Alabama House Passes SB 1070-Inspired Bill

It joins Georgia and South Carolina among states where bills are advancing, but most SB 1070 copycats have failed.

By Julianne Hing Apr 07, 2011

On Tuesday the Alabama House passed by a wide margin a bill that would make it a state crime to be an undocumented immigrant. Alabama joins Georgia and South Carolina, whose state legislatures have also advanced laws inspired by Arizona’s anti-immigrant SB 1070. Dozens of similar bills that have spread through legislatures since last spring have largely failed or stalled.

Like Arizona’s law, Alabama’s bill would require people who are being investigated to be held in jail while police officers verify their immigration status. It would also make it a crime to give a job, a ride or shelter to an undocumented immigrant.
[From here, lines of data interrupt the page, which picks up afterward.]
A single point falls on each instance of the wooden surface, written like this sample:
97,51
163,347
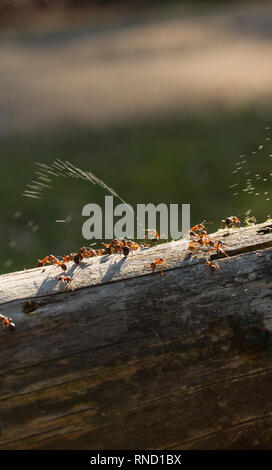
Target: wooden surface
131,359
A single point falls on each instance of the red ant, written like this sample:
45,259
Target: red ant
7,322
47,260
192,246
213,266
157,262
51,259
152,236
66,279
231,222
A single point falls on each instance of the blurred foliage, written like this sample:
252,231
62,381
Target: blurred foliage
171,160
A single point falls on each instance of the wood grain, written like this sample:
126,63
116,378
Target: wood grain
131,359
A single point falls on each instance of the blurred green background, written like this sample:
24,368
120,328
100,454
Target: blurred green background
159,101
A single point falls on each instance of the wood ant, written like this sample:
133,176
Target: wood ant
152,236
7,323
51,259
66,279
213,266
157,262
231,222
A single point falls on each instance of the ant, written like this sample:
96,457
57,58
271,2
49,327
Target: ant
83,253
66,279
157,262
231,222
218,248
47,260
7,322
51,259
192,246
152,236
213,266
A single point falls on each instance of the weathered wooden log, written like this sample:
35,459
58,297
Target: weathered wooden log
128,358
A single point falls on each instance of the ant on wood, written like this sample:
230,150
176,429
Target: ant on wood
231,222
66,279
7,322
213,266
158,261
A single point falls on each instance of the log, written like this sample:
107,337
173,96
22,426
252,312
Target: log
128,358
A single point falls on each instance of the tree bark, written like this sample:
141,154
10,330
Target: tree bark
128,358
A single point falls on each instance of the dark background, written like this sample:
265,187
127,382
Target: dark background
159,99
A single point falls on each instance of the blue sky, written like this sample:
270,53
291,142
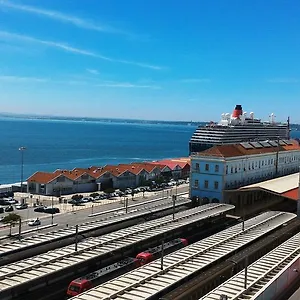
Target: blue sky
151,59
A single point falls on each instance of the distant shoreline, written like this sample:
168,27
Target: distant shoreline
110,120
90,119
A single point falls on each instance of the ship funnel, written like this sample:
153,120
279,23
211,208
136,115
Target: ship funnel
238,111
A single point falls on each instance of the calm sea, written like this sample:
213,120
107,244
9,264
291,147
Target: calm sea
56,144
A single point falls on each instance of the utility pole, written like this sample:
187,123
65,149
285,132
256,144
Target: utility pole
76,237
277,158
298,202
20,224
174,198
126,205
162,255
243,223
51,210
22,163
246,273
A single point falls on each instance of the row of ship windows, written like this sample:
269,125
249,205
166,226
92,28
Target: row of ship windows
206,184
207,168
"This bill is designed to make it difficult for them to live here so they will deport themselves," Rep. Micky Hammon said during the floor debate, Birmingham News reported. The bill now goes to the Senate.

Arizona’s SB 1070 empowered police to ask for proof of a person’s immigration status while enforcing other laws and to detain people who they had reasonable suspicion to believe were in the state without papers. Civil rights advocates said that the law, the most controversial portions of which are tied up in courts after the federal government sued Arizona, legalizes racial profiling of the state’s Latino residents.

Introducing anti-immigrant legislation has been all the rage in state legislatures since Arizona’s bill passed, but many bills have fallen flat, lacking the political momentum to make it to the floor. As Seth Freed Wessler reported, as of March 31, SB 1070 copycat bills had failed in 10 of the 24 states where they’d been introduced, and none had passed both chambers and made it into law.

Many states have been swayed by lobbying from business owners, who’ve argued that anti-immigrant laws are bad economic policy. Not only do immigrants of all statuses contribute to their local economies, they argue, SB 1070 has cost Arizona an estimated hundreds of millions of dollars in lost revenue as a result of a boycott targeting the state.